Abstract

In this study we compared clinical findings with flow cytometric immunophenotypic results in a series of patients with aggressive and indolent gamma delta T-cell malignancies with peripheral blood and/or bone marrow involvement. Gamma delta T-cell malignancies were detected based on flow cytometric demonstration of an abnormal T-cell population staining positive with T-cell receptor gamma delta and confirmed by morphologic and clinical reviews. Clinical data were obtained through chart review and discussion with the patients' physicians. Blood or bone marrow involvement was present in all patients. Hepatosplenic and cutaneous gamma delta T-cell lymphomas had an aggressive clinical course, whereas the gamma delta T-cell large granular lymphocyte (LGL) leukemias had an indolent course. Expressions of CD5, CD8, CD16, and CD57 differed in gamma delta T-cell LGL leukemia compared with hepatosplenic and cutaneous gamma delta T-cell lymphomas.
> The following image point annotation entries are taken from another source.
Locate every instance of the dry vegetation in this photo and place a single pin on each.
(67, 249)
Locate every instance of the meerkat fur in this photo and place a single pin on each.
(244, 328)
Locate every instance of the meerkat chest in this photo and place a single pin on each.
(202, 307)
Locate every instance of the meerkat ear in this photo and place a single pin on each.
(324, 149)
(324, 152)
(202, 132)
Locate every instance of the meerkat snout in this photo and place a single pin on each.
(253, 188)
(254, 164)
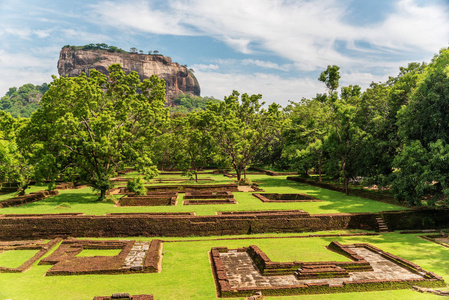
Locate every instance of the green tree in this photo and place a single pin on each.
(195, 143)
(423, 126)
(240, 128)
(305, 135)
(91, 127)
(13, 165)
(341, 112)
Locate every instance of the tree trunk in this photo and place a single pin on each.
(345, 177)
(319, 168)
(239, 176)
(102, 195)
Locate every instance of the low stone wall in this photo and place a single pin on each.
(210, 201)
(209, 195)
(230, 286)
(148, 200)
(40, 245)
(353, 192)
(134, 257)
(124, 296)
(270, 268)
(426, 218)
(180, 224)
(17, 227)
(275, 197)
(32, 197)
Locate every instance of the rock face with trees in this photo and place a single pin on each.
(90, 127)
(178, 79)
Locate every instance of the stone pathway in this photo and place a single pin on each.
(136, 256)
(242, 272)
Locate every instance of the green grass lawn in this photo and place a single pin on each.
(85, 201)
(186, 271)
(15, 258)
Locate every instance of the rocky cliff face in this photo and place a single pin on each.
(177, 78)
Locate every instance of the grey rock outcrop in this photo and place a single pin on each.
(177, 78)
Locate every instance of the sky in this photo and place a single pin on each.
(276, 48)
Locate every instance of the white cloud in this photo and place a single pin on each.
(265, 64)
(84, 36)
(202, 67)
(22, 68)
(143, 16)
(305, 32)
(272, 87)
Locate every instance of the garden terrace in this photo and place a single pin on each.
(147, 224)
(210, 201)
(372, 269)
(151, 199)
(190, 187)
(177, 281)
(21, 200)
(181, 179)
(209, 195)
(341, 189)
(275, 197)
(440, 239)
(124, 296)
(134, 257)
(40, 245)
(267, 267)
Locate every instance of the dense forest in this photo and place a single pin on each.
(394, 135)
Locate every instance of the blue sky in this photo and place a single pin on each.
(273, 47)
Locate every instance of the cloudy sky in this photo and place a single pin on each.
(273, 47)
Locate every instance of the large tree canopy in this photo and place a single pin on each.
(91, 127)
(241, 128)
(422, 165)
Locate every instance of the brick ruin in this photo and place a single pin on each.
(40, 245)
(274, 197)
(150, 199)
(209, 197)
(242, 272)
(134, 257)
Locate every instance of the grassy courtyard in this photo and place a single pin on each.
(186, 271)
(85, 201)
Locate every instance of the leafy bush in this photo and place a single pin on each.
(136, 186)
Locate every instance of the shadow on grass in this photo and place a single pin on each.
(69, 198)
(332, 200)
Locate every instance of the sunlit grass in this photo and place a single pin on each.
(15, 258)
(186, 272)
(85, 201)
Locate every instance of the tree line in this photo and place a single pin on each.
(395, 134)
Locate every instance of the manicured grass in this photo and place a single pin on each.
(31, 189)
(15, 258)
(98, 252)
(85, 201)
(186, 271)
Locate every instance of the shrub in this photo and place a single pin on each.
(136, 186)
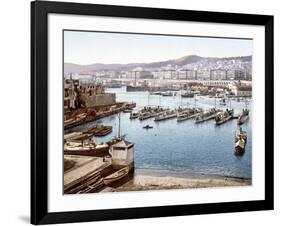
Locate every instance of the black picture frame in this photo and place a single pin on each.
(39, 112)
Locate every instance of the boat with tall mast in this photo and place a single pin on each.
(240, 141)
(244, 116)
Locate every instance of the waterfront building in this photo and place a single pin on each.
(242, 89)
(77, 95)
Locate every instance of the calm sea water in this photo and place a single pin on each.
(185, 148)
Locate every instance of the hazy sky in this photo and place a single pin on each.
(96, 47)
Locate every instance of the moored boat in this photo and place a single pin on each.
(147, 127)
(205, 116)
(165, 115)
(188, 114)
(187, 94)
(134, 115)
(223, 117)
(240, 141)
(243, 117)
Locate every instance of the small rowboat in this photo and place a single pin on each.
(116, 176)
(147, 127)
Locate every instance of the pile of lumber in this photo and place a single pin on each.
(91, 182)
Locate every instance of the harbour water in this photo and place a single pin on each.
(181, 148)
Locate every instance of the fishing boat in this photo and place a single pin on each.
(187, 94)
(146, 115)
(205, 116)
(223, 102)
(243, 117)
(240, 146)
(86, 149)
(223, 117)
(147, 127)
(240, 133)
(167, 94)
(240, 141)
(134, 115)
(76, 120)
(116, 176)
(185, 115)
(165, 115)
(127, 110)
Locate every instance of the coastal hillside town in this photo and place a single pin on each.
(98, 99)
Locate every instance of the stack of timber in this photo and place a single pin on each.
(87, 177)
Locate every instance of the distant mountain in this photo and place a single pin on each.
(76, 68)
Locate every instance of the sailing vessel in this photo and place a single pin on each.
(188, 114)
(165, 115)
(205, 116)
(240, 141)
(187, 94)
(147, 127)
(243, 117)
(223, 117)
(134, 115)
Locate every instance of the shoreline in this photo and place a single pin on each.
(143, 182)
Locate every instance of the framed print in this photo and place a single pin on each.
(144, 112)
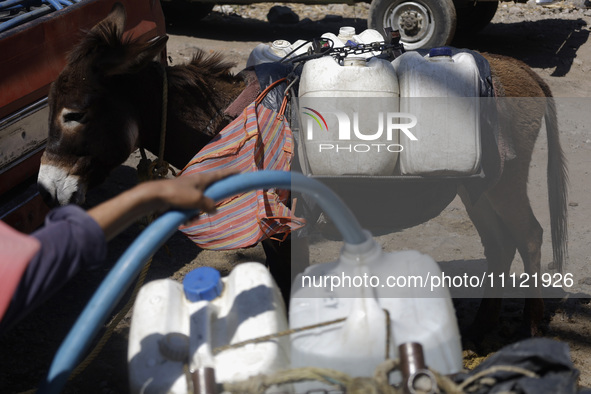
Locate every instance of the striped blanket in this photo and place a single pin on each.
(258, 139)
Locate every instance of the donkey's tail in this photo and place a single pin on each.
(557, 185)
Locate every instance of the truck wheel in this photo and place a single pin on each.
(474, 17)
(422, 23)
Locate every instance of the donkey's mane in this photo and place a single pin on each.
(104, 34)
(202, 68)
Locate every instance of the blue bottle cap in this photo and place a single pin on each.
(440, 51)
(203, 283)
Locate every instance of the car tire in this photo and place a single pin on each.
(422, 23)
(474, 17)
(182, 11)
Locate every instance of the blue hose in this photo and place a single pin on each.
(154, 236)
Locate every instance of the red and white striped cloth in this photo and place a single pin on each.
(259, 139)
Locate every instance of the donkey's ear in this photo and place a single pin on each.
(136, 55)
(113, 23)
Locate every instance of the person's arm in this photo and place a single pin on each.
(74, 240)
(116, 214)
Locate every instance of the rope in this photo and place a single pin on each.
(378, 384)
(264, 338)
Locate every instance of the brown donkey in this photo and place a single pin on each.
(108, 101)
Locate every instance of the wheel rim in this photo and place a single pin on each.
(414, 22)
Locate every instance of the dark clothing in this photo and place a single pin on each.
(70, 241)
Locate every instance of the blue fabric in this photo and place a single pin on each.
(71, 241)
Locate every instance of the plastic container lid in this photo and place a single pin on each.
(202, 284)
(440, 51)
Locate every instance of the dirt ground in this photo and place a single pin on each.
(556, 45)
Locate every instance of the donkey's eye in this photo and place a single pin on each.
(78, 117)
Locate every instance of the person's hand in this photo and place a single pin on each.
(186, 192)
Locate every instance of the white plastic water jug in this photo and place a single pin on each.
(360, 286)
(278, 49)
(171, 334)
(442, 91)
(346, 116)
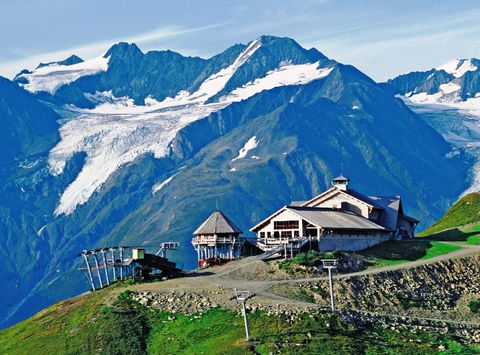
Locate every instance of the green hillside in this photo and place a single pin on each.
(111, 322)
(459, 223)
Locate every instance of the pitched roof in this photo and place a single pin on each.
(341, 178)
(391, 206)
(334, 219)
(217, 223)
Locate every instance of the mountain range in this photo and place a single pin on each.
(136, 148)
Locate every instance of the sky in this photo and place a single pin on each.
(383, 38)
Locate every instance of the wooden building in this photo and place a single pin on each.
(217, 240)
(337, 219)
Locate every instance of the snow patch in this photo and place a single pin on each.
(51, 77)
(158, 187)
(449, 88)
(117, 131)
(39, 232)
(249, 145)
(299, 74)
(457, 67)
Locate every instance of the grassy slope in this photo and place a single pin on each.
(393, 252)
(385, 254)
(464, 212)
(84, 325)
(63, 328)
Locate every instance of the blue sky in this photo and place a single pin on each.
(383, 38)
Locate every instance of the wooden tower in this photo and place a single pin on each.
(217, 240)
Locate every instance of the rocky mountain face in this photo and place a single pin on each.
(447, 98)
(147, 145)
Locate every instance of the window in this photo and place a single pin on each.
(285, 224)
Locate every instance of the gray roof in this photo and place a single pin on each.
(217, 223)
(391, 207)
(334, 219)
(341, 178)
(371, 200)
(297, 203)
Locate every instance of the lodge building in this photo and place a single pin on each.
(337, 219)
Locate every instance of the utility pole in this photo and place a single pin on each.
(89, 270)
(330, 264)
(243, 296)
(98, 269)
(105, 265)
(112, 251)
(121, 263)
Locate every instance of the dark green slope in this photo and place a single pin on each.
(465, 211)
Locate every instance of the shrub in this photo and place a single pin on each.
(474, 305)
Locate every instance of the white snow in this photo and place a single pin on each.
(249, 145)
(470, 106)
(117, 131)
(51, 77)
(299, 74)
(458, 67)
(159, 186)
(39, 232)
(449, 88)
Gamma delta T-cell malignancies have a poor prognosis with the exception of gamma delta T-cell LGL leukemia (indolent process). Because CD57 expression is specific for gamma delta T-cell LGL leukemias, expression of this antigen may be associated with a more indolent clinical course. Because cutaneous gamma delta T-cell lymphoma can present with peripheral blood involvement, flow cytometric evaluation of peripheral blood is important in staging these patients.